The novel progresses by exploring how matters of a moment unfurl unpredictably over time. For our narrator, 13-year-old Theodore Decker, this begins with the shock of an explosion: a terrorist bomb destroys the wing of a New York museum. The device deftly reminds us of Fabritius’s own death almost four centuries before, setting in place what Theo later describes as a “dreamlike mangle of past and present”. Tartt’s forensic prose is intent on tracing the unforeseeable consequences of the museum blast – not only for the characters who were present, but those yet to appear.

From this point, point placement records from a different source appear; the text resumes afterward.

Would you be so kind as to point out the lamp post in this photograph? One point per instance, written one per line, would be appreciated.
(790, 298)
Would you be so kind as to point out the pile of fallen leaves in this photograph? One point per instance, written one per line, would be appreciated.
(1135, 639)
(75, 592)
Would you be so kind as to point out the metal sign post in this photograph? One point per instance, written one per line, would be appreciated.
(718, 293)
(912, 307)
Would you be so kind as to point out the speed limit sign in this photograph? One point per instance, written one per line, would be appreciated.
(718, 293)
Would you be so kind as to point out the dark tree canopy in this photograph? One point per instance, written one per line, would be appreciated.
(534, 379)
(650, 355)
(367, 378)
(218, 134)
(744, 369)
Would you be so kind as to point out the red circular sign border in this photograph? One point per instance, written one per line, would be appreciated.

Theo and his mother arrive in front of Fabritius’s masterpiece just in time for the detonation. Theo survives. His mother does not. Disorientated, he crawls through the rubble, comforts a dying elderly man, who passes him a ring and Fabritius’s priceless painting, which he keeps. Tartt is brilliant at portraying how vulnerable young lives are to sudden shocks, and especially to the sudden death of a loved one.
Almost every teenager in the story has suffered parental loss of one form or another, fitting for a novel that consciously echoes the realist novels of the 19th century. Theo’s journey towards adulthood contains hints of David Copperfield (little of that Holden Caulfield crap, though) and a remixed Great Expectations. There are violent fathers, kindly paternal surrogates, stern but caring lawyers, wild but loyal best friends, and competing love interests blessed with different Dickensian ideals.

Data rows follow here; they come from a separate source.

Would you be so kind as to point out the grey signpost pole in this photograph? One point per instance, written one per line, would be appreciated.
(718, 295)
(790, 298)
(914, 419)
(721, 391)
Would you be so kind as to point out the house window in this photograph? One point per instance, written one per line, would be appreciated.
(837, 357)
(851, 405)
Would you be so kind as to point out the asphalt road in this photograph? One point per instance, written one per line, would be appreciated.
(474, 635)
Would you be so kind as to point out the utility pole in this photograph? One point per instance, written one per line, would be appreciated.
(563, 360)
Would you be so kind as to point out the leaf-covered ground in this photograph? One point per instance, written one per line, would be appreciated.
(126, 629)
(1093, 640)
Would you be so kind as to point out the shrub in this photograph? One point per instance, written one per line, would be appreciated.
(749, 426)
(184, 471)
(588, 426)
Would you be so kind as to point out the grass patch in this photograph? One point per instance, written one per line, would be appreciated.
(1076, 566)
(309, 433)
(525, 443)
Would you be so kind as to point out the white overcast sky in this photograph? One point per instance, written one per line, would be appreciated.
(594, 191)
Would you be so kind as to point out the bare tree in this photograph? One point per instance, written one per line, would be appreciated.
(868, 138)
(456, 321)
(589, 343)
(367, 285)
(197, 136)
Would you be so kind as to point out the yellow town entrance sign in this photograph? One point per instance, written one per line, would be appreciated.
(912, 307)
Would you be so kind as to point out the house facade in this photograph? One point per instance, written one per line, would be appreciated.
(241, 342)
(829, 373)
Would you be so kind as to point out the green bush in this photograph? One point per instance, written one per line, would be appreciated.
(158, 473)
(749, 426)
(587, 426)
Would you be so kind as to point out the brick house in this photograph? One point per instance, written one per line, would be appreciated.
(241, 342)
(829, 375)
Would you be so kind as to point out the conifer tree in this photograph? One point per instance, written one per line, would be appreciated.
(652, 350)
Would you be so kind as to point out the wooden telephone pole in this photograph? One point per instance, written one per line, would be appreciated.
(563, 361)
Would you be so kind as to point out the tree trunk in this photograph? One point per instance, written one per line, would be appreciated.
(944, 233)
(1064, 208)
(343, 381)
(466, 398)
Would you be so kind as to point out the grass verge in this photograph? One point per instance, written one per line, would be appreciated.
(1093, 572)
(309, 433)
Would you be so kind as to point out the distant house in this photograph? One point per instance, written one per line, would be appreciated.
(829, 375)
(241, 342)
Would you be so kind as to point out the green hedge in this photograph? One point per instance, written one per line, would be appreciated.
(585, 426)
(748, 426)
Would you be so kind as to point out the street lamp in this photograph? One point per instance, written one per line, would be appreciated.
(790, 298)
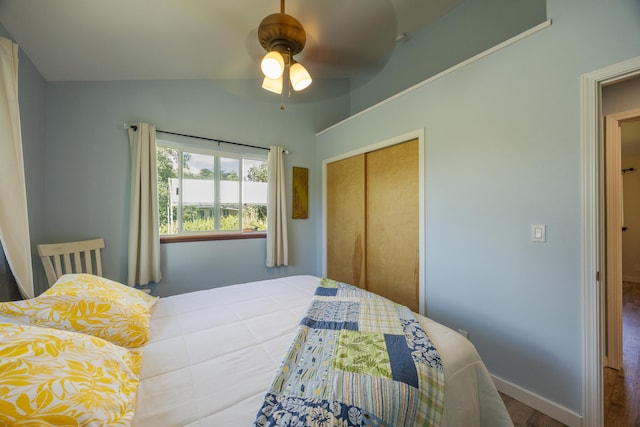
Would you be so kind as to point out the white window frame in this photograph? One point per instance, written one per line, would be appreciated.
(242, 154)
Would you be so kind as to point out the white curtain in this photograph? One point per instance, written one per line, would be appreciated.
(277, 247)
(14, 221)
(144, 233)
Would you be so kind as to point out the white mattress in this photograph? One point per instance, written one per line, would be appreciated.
(213, 354)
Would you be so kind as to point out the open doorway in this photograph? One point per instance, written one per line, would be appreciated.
(592, 85)
(620, 249)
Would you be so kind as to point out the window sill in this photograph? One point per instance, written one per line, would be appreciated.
(207, 237)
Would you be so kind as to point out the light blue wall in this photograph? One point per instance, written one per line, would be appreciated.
(31, 93)
(471, 28)
(502, 152)
(87, 180)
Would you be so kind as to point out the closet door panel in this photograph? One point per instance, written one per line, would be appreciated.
(392, 223)
(346, 220)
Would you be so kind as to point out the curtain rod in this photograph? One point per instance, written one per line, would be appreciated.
(219, 141)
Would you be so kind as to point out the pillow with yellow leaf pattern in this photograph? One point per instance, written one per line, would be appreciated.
(53, 378)
(89, 304)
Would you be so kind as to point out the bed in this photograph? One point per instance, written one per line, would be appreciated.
(210, 357)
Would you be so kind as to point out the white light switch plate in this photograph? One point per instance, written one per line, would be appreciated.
(538, 233)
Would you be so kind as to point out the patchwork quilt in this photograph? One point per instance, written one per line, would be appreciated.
(358, 359)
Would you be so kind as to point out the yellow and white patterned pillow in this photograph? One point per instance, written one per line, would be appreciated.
(50, 377)
(89, 304)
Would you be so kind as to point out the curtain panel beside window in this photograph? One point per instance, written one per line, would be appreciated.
(14, 220)
(144, 235)
(277, 246)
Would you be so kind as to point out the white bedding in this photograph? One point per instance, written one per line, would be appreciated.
(213, 354)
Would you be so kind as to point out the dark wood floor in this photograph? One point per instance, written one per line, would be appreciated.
(621, 391)
(525, 416)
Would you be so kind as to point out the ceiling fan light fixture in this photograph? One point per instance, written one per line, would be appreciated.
(282, 36)
(272, 65)
(299, 76)
(273, 85)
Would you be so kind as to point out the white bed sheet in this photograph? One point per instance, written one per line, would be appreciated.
(213, 354)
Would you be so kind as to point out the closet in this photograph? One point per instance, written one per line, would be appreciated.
(373, 222)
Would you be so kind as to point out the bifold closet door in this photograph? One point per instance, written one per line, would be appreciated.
(346, 220)
(392, 223)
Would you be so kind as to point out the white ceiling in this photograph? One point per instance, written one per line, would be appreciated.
(70, 40)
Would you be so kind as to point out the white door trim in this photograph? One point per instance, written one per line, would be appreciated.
(592, 389)
(416, 134)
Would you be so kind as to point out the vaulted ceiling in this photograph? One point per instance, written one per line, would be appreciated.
(75, 40)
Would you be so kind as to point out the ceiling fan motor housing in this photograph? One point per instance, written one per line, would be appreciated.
(283, 33)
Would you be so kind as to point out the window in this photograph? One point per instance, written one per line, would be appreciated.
(203, 191)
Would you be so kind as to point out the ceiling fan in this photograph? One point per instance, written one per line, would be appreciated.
(282, 36)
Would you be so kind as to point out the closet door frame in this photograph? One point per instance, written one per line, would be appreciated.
(416, 134)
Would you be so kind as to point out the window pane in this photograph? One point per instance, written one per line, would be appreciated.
(167, 189)
(229, 194)
(198, 192)
(254, 195)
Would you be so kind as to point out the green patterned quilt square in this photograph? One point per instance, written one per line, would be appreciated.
(362, 353)
(328, 283)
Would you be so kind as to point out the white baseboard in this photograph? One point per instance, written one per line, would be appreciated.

Tartt isn’t pastiching the realist novel so much as updating it for our times. Her own version is filtered through existentialism, the Beats, and Frank O’Hara’s closely observed verse. This synthesis of old and new is made flesh when Theo learns furniture restoration from his genial guardian, Hobie. Hobie updates “ancients and honorables”, working “by hand like one of the old masters”. The resulting hybrid skirts originality and imitation, confuses what is genuine and fake. Tartt shines a neon light on all this during a wonderful, wild section in Las Vegas. Here even magic is an illusion: Theo is re-cast as Harry Potter by his friend Boris, neither quite realising they are really Rimbaud and Verlaine.

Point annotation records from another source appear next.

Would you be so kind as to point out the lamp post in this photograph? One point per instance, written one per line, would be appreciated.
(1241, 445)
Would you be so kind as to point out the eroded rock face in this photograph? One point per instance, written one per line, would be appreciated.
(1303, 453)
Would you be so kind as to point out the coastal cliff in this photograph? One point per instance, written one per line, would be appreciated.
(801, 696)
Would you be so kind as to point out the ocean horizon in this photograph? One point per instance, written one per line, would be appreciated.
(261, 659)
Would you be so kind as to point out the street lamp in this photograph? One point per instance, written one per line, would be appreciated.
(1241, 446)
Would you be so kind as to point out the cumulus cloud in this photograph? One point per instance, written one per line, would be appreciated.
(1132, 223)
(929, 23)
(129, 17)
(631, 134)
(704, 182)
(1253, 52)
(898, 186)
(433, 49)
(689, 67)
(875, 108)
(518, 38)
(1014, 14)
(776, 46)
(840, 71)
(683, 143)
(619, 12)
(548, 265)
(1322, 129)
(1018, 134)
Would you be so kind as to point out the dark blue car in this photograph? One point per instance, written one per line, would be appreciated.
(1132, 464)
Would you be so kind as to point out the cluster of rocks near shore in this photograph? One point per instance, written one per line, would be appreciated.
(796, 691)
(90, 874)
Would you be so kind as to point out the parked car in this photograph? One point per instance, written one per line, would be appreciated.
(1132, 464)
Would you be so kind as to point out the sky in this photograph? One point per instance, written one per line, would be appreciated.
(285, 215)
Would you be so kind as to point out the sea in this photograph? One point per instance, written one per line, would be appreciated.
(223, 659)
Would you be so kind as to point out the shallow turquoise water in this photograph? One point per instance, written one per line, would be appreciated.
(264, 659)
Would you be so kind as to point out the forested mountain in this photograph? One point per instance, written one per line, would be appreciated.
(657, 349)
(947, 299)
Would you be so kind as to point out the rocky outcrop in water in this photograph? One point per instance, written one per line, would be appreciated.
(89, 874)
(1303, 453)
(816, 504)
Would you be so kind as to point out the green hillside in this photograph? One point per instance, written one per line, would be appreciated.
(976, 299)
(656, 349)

Like Fabritius, Tartt’s conceit is to create a work of art that strives to be realistic, but knows that the harder it tries, the more its contrivances are exposed. The Goldfinch teases with its own artifice: Theo’s mother is a model who takes a bad photograph; his temporary foster family stage themselves like “Broadway plays”; Tartt puns repeatedly on the word “picture”.
This self-consciousness isn’t empty meta-fiction any more than Theo is a post-modern unreliable narrator. Instead, his close reading of reality enacts the gradual revelations of his unspoken story. Initially, we take it on faith that he’s a bright kid with a keen eye and vivid visual imagination. But gradually, holes in his narration begin to appear. Who is Jerome? Why has Theo failed to mention his drug dependence? And just what is all that detail covering up?
Theo’s skill at “misdirection” inspires some cunning plot twists, but the real mystery is revealed to be his enduring grief and guilt for his parents. In this, the slow accumulation of Tartt’s obsessive narration becomes profoundly moving. The Goldfinch asks how humans facing the “fundamental chaos and uncertainty of the world” restore themselves after loss. By burying problems, or by searching for the sustaining consolations of love, art and friendship? This meditation contends with other questions. How do we measure value in a world where reality and representation are almost indivisible? How do we take responsibility for our actions when cause and effect seem ever more random and unfathomable? As one character observes: “The moral of the story is, who knows where it will all take you?”
At a time when so much literature is either contemptuous of plot or enslaved by it, The Goldfinch is a gripping page-turner and a challenging, beautifully written account of modern life. Moving but unsentimental, funny without being trite, all human life is here. Or at least, quite a lot. The Goldfinch will doubtless be a contender for one of 2013’s best novels.